Education is not limited to the lectures given in a classroom. It is supported by the informal learning that emerges from interactions between students outside the classroom: peer learning is an important supplement to official education. Responses to the survey from students regarding peer learning were mixed. Some students said they spent their time alone and did not benefit from this type of learning. Others stated that virtual learning saved them time that they then used to discuss projects with their classmates and perform teamwork studies in the virtual environment. Some went further, saying that they had more group meetings now than before the pandemic.

3. Guidance

Students have tended to tolerate the problems resulting from the crisis as long as they have been kept involved and informed. Continuous communication and guidance can support their resilience. This was lacking in the beginning of the pandemic period, when the authorities were unsure about the situation. But after a few weeks of uncertainty, the Council of Higher Education used its authority to guide institutions effectively. Revised academic calendars were announced in a timely fashion to all students, academics and administrative personnel. Almost all communications have been carried out online, and flexible options have been provided for students who want to freeze their studies. Students have used virtual learning environments provided by their universities and social media to communicate with their teachers – in this way, digital channels have helped communication to flow smoothly.

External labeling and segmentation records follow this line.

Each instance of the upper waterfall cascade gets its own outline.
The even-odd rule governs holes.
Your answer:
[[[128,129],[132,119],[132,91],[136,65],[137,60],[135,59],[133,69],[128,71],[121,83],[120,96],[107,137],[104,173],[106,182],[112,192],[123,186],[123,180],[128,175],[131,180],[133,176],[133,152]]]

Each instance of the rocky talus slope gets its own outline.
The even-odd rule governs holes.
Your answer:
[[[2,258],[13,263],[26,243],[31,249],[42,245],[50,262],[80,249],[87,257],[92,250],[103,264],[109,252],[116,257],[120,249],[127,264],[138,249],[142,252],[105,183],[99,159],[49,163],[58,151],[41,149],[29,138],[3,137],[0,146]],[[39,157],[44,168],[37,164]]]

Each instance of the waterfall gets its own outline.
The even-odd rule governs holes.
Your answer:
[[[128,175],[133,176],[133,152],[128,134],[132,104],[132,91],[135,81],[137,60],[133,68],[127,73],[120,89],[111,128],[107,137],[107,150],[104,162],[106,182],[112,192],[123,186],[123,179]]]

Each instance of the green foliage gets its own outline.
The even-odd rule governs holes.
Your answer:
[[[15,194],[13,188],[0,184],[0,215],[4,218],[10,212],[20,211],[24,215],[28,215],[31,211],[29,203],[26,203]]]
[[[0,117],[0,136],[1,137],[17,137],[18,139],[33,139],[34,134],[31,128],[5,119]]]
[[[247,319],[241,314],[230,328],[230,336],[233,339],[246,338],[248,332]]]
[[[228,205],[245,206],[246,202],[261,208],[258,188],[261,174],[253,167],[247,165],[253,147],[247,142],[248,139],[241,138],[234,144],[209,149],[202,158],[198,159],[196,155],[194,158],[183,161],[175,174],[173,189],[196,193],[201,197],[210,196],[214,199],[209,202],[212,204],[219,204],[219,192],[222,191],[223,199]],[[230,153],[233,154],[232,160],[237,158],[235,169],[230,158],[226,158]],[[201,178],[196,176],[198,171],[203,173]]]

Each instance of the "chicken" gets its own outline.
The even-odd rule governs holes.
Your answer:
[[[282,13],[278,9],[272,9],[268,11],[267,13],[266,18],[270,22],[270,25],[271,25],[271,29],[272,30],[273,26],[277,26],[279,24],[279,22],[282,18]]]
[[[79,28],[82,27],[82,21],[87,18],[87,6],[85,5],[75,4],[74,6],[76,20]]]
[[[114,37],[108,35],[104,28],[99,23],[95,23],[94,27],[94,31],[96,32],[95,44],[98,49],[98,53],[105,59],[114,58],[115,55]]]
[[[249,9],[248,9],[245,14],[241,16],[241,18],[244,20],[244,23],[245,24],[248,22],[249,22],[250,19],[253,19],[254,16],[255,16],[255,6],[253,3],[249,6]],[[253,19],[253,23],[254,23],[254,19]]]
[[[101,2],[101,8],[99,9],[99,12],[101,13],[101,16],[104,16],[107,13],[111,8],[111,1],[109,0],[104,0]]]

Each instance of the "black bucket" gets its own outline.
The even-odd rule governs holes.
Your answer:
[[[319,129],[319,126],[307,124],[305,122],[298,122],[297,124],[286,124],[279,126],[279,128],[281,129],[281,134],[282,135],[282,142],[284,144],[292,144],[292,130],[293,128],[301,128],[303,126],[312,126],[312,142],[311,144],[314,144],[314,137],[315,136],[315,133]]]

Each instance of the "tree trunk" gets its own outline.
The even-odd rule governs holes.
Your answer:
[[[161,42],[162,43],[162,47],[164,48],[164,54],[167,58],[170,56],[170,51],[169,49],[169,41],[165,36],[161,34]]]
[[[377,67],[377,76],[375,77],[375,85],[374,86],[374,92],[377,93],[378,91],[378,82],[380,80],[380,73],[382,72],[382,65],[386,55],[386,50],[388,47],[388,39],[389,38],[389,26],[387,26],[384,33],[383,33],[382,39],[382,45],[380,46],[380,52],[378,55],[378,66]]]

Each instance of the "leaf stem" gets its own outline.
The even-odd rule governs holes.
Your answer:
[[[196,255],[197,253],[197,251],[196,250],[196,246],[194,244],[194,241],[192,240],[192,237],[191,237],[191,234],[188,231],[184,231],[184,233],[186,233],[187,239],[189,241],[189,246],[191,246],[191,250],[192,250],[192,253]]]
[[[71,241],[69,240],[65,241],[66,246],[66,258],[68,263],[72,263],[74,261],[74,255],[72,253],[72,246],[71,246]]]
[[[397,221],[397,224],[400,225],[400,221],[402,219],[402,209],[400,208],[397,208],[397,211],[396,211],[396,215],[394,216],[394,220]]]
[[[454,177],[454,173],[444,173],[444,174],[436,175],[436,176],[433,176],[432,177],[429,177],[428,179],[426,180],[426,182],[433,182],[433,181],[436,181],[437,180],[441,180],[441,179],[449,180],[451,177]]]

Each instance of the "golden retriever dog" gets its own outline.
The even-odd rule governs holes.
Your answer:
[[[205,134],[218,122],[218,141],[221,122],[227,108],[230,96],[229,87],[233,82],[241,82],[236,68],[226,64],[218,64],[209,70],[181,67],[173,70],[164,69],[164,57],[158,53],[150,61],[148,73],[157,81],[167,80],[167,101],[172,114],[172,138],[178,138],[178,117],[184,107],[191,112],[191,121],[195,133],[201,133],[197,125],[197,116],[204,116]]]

4. Finance, social life and health

Because of the requirements and arrangements following the pandemic announcements, students have been faced with unexpected expenses related to travel, digital needs, accommodation (including being asked to vacate dormitories), health concerns and protective measures. The continuation or termination of scholarships is another issue affecting students’ income.

Meanwhile, the lack of a social life has led to isolation and feelings of loneliness. This has been partially offset by the fact that students were already accustomed to socialising digitally. International students specifically are more resilient because they naturally develop strong social skills to adapt to change and new environments, as well as to get over mental isolation and loneliness.

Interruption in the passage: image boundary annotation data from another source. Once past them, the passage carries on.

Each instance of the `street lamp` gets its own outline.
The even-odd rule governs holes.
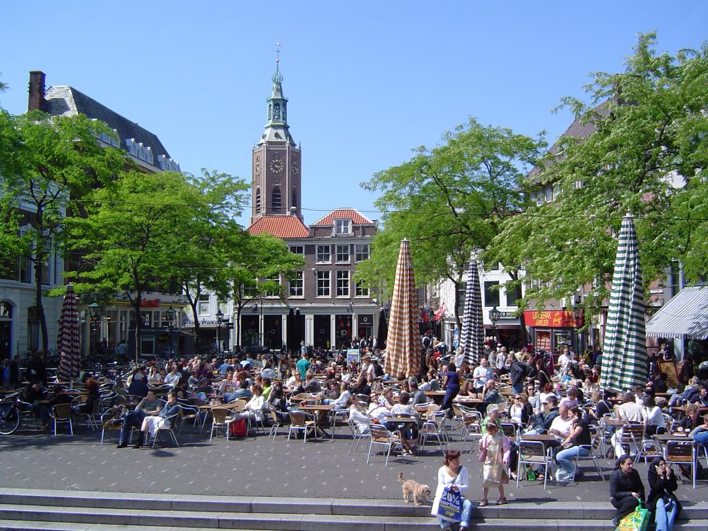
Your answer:
[[[491,329],[492,331],[494,333],[495,343],[499,342],[496,336],[496,321],[499,320],[499,318],[501,316],[501,312],[499,312],[498,309],[497,309],[496,306],[492,307],[492,309],[489,310],[489,320],[491,321]]]
[[[217,312],[217,350],[221,353],[221,326],[224,322],[224,312],[221,308]]]
[[[165,315],[167,316],[167,326],[170,329],[170,357],[171,358],[174,355],[174,347],[173,346],[172,340],[172,329],[174,328],[174,320],[175,316],[177,314],[177,312],[171,306],[165,312]]]

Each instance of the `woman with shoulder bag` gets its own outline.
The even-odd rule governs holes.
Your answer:
[[[673,522],[681,510],[674,491],[678,488],[673,470],[663,457],[654,457],[649,464],[649,497],[646,504],[654,515],[656,531],[672,531]]]
[[[469,476],[467,469],[459,464],[459,452],[456,450],[449,450],[445,454],[445,464],[438,471],[438,488],[435,489],[435,497],[433,501],[433,516],[437,516],[435,509],[438,506],[440,498],[445,487],[457,491],[461,496],[464,495],[469,486]],[[462,514],[459,523],[460,531],[464,531],[469,526],[469,514],[472,510],[472,504],[469,500],[462,498]],[[447,522],[438,516],[438,521],[443,530],[452,529],[452,522]]]
[[[511,442],[509,438],[501,433],[499,428],[494,423],[488,423],[486,433],[479,441],[479,462],[482,465],[482,477],[484,496],[479,502],[480,507],[489,504],[487,495],[489,487],[496,487],[499,489],[499,499],[496,501],[498,506],[506,503],[506,496],[504,495],[504,484],[509,482],[509,459],[510,457]]]
[[[639,501],[644,500],[644,486],[639,473],[634,469],[634,462],[627,454],[620,456],[615,464],[615,472],[610,476],[610,501],[617,509],[613,525],[634,512]]]

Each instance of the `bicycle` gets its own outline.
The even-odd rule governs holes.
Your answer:
[[[9,435],[20,427],[19,393],[8,394],[0,401],[0,435]]]

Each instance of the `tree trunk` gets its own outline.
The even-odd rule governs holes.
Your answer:
[[[47,316],[45,315],[44,304],[42,297],[42,276],[44,273],[44,261],[39,259],[39,254],[35,255],[35,305],[37,307],[37,317],[40,321],[40,329],[42,331],[42,350],[46,353],[49,352],[49,331],[47,330]]]

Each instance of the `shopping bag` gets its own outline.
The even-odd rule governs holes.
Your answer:
[[[245,418],[234,421],[229,425],[229,435],[230,437],[246,437],[249,433],[249,426]]]
[[[447,522],[457,523],[462,519],[462,496],[457,491],[450,487],[442,489],[440,499],[436,499],[433,505],[433,516],[438,516]]]
[[[639,502],[634,513],[630,513],[620,521],[615,531],[646,531],[649,519],[649,510]]]

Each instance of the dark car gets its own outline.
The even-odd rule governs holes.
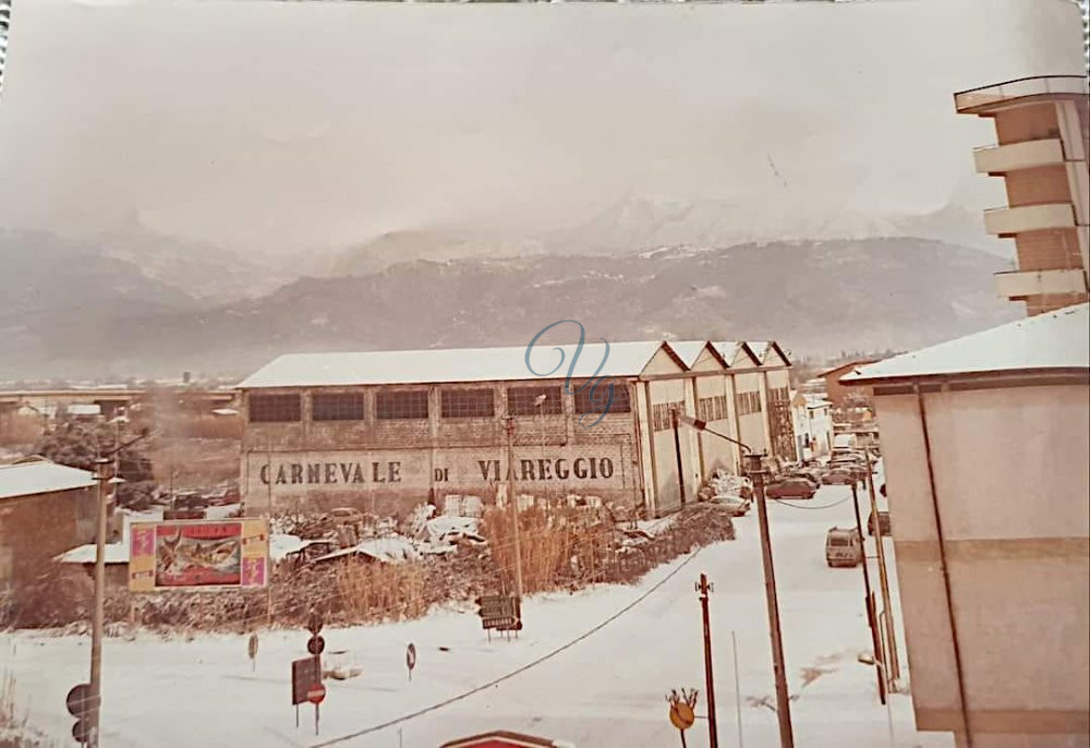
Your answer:
[[[768,498],[813,498],[818,487],[809,478],[785,478],[770,485],[764,495]]]
[[[879,510],[879,529],[882,530],[882,536],[883,538],[885,538],[886,535],[892,535],[893,534],[893,529],[892,529],[892,527],[889,524],[889,512],[888,511]],[[873,535],[874,534],[874,512],[873,511],[871,512],[871,516],[867,518],[867,533],[869,535]]]
[[[809,468],[797,468],[795,470],[788,470],[784,478],[801,478],[802,480],[810,481],[814,484],[814,488],[821,487],[821,473],[816,470],[810,470]]]
[[[821,476],[821,482],[825,485],[851,485],[856,478],[856,471],[851,468],[831,468]]]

Regarding physical illnesses, all students are covered by the state health insurance system. It is totally free in Turkey to get medical treatment in case of virus infection, regardless of whether the hospital is state-owned or private. International students are not an exemption to this policy. Nevertheless, some aspects related to psychological health and long-term effects are still unknown: for example, this period may cause disorders such as anxiety and depression.

5. Disabilities

Disabled students need additional support to adapt to changes. Specific measures are required to address their needs and ensure their access to virtual learning. Universities have tried to take the needs of disabled students into account on a case-by-case basis. Measures have depended on the type of disability, such as providing transcripts of both synchronous and asynchronous lectures for students with hearing impairments.

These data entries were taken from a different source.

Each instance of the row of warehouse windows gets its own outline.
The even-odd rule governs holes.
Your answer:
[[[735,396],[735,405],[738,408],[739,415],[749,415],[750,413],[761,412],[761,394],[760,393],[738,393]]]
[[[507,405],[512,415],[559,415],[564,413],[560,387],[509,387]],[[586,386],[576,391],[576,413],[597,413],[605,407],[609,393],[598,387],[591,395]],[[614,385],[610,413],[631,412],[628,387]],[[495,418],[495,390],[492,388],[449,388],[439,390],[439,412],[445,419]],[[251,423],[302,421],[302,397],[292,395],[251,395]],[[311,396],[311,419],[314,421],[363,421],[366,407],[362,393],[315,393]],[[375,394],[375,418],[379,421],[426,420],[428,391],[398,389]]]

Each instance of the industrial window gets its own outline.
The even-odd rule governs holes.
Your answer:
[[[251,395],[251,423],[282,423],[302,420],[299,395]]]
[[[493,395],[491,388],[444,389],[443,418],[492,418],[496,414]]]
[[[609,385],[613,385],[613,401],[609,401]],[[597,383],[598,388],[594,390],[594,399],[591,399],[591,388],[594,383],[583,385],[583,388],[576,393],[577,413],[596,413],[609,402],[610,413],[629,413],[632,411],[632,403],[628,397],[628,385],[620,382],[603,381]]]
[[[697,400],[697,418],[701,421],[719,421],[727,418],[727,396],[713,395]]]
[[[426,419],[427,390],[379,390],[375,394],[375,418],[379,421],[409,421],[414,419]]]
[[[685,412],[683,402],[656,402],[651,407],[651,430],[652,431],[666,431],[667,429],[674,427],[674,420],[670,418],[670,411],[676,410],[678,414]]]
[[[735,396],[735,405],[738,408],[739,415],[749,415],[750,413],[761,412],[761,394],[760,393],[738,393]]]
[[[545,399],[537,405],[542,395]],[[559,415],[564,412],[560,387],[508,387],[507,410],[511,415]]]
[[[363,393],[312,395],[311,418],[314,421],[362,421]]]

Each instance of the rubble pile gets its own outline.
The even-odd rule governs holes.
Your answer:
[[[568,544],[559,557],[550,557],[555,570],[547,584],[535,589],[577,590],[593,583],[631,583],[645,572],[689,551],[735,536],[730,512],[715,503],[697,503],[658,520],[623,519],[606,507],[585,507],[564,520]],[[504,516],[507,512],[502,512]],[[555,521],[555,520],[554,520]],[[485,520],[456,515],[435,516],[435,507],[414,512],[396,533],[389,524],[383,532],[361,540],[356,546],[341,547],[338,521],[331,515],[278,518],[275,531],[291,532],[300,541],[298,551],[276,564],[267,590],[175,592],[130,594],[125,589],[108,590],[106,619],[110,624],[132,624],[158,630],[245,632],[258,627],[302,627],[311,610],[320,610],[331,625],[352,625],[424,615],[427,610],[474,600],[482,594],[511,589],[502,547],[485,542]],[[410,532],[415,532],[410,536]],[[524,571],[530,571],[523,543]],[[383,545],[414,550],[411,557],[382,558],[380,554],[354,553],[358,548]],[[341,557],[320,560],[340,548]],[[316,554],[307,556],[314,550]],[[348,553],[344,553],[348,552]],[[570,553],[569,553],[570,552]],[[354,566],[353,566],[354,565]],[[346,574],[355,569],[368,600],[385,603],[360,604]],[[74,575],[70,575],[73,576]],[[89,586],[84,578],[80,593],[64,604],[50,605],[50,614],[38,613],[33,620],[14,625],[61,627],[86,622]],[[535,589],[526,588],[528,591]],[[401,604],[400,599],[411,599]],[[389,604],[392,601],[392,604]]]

What is devastating in one field or one way of life can be constructive in another: this is called the Schumpeterian shock. The COVID-19 crisis has tragically resulted in more than half a million casualties and the downturn of economies worldwide. But in the internationalisation of education, it has also brought about a huge and fast adaptation to virtual learning that could not otherwise have happened at such a high speed and at the same time all over the world. The changes and difficulties that we have experienced should be analysed in order to develop solid risk management policies, but we should also make the most of the new opportunities and digital advances in international education that have been fast-tracked during the pandemic.